© JUNGE FREIHEIT Verlag GmbH & Co. www.jungefreiheit.de 42/17 / 13. Oktober 2017

Richtungsdebatte der Union
Konservativ ist wieder sexy
Dieter Stein

Man reibt sich verwundert die Augen, wenn man diesen Text  liest: Es brauche eine „konservative Stimme (...) gegen Denkverbote und Meinungspolizei“, heißt es dort, und „alles, was nicht im Geist der Alt-68er steht, gilt als rechts und damit als schlecht.“ Hat das die JF geschrieben? Nein. Kaum zu glauben: Das steht in einem Zehn-Punkte-Plan der CSU für das am vergangenen Wochenende stattgefundene Gespräch mit der CDU-Führung.

Verblüffend deutlich werden die Defizite der Union aufgelistet und vor einer weiteren Erosion der Wählerschaft in der rechten Mitte gewarnt. Warnend heißt es in Richtung Merkel-Entourage, die Union war „nie nur ein Kanzlerwahlverein“, es sei ein „politisches Vakuum“ entstanden, weil „bis auf die CSU alle etablierten Parteien links der Mitte wahrgenommen werden“. Der Verfasser des Papiers, der Chef der CSU-Grundsatzkommission Markus Blume, stellt fest, daß es seit dem Aufkommen der AfD „keine linke Mehrheit mehr gebe“, der Zeitgeist sei inzwischen konservativ, ja: „Konservativ ist wieder sexy.“ Da legst di nieder, wie man in Bayern sagen würde.

Doch ist die Botschaft in der CDU-Parteizentrale angekommen? Daran darf gezweifelt werden. Auf dem Deutschlandtag der Jugendorganisation Junge Union in Dresden schleuderte in einer Brandrede ein Kreisvorsitzender aus NRW, Diego Faßnacht, der Kanzlerin entgegen, man habe im Adenauerhaus offenbar „den Knall nicht gehört“, die Verlautbarungen nach der Wahl, in denen sich die CDU rühme, alle strategischen Ziele erreicht zu haben, zeugten von „Arroganz und Ignoranz“, und er forderte Merkel auf, den Weg „für einen inhaltlichen und personellen Neubeginn“ freizumachen. 

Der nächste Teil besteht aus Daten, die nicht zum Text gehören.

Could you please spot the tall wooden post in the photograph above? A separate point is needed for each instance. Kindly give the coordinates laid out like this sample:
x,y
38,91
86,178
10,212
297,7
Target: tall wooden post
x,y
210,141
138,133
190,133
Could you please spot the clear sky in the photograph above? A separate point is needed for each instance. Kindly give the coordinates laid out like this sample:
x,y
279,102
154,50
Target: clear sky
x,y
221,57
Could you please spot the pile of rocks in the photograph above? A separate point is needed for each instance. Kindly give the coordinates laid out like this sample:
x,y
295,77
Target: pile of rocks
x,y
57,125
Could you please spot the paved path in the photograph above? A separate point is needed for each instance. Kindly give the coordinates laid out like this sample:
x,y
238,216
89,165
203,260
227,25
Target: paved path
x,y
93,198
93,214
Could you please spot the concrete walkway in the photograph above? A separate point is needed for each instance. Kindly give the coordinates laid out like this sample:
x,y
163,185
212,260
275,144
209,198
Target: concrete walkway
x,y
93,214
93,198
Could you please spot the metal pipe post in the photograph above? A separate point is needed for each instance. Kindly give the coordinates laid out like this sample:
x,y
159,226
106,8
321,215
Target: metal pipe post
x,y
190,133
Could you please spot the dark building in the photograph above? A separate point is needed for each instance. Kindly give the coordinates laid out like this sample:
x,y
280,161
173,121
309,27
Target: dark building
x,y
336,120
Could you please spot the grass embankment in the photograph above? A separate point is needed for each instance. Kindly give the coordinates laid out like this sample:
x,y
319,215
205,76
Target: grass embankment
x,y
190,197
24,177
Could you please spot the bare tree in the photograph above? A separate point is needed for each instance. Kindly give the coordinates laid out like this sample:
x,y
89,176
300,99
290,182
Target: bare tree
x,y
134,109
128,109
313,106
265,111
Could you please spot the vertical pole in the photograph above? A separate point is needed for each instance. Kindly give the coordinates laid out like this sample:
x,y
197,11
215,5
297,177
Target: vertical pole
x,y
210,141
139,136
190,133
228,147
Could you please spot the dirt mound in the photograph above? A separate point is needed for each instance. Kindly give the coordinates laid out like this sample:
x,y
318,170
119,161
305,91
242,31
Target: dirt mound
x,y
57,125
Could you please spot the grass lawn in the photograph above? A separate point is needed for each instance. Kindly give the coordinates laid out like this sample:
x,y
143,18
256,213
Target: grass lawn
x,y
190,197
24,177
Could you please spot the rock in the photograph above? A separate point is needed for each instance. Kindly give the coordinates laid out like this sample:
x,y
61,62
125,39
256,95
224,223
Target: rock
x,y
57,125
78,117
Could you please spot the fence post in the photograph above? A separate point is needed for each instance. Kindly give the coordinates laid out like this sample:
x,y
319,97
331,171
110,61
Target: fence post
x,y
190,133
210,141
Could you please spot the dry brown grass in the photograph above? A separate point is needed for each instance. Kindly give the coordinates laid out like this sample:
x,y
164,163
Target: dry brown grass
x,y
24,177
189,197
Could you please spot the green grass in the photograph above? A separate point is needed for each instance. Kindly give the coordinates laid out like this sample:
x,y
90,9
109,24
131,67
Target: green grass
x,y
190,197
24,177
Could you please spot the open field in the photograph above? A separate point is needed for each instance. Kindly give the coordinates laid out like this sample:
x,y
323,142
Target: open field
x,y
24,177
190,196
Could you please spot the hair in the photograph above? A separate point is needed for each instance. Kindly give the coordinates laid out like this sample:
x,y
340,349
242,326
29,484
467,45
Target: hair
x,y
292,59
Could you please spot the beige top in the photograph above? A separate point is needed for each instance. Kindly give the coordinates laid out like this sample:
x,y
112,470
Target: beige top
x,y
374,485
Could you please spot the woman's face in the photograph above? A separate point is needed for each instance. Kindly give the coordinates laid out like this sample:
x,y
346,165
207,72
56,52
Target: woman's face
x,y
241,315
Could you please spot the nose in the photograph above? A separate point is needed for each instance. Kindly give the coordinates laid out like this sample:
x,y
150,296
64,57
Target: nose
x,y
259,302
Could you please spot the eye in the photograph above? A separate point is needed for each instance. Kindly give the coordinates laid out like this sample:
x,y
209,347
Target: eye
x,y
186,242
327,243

In einem Beitrag für die FAZ warf der thüringische Landeschef der CDU, Mike Mohring, seiner Partei vor, Konservative nicht angehört zu haben. Einwände gegen die Asylpolitik wurden „in Tabuzonen verbannt“. Die CDU habe lange damit leben müssen, daß das „linke Spektrum“ den „Raum des Diskutierbaren“ bestimmt habe. Es sei zu begrüßen, daß die umstrittene „Willkommenskultur“ nun zum „Höhe- und Endpunkt“ dieser linken Diskurshoheit geworden sei. Selbstkritisch moniert Mohring, die CDU habe „entweder nicht den Ehrgeiz oder die Ausdauer gehabt“, der „linken Weltsicht samt der Politischen Korrektheit etwas entgegenzusetzen“. In diese „Repräsentationslücke“ sei jetzt die AfD gestoßen. „Rechts ist einstweilen nicht mehr nichts.“

So scheint vieles in Bewegung. Die neue Unübersichtlichkeit ist erfrischend für die Republik. Wie heißt es doch im CSU-Papier? „Debatte muß wieder in der ganzen Breite stattfinden, nicht nur hinter vorgehaltener Hand oder in den Meinungshöhlen im Internet.“ Viele Bürger werden sich über den neuen demokratischen Meinungsstreit freuen.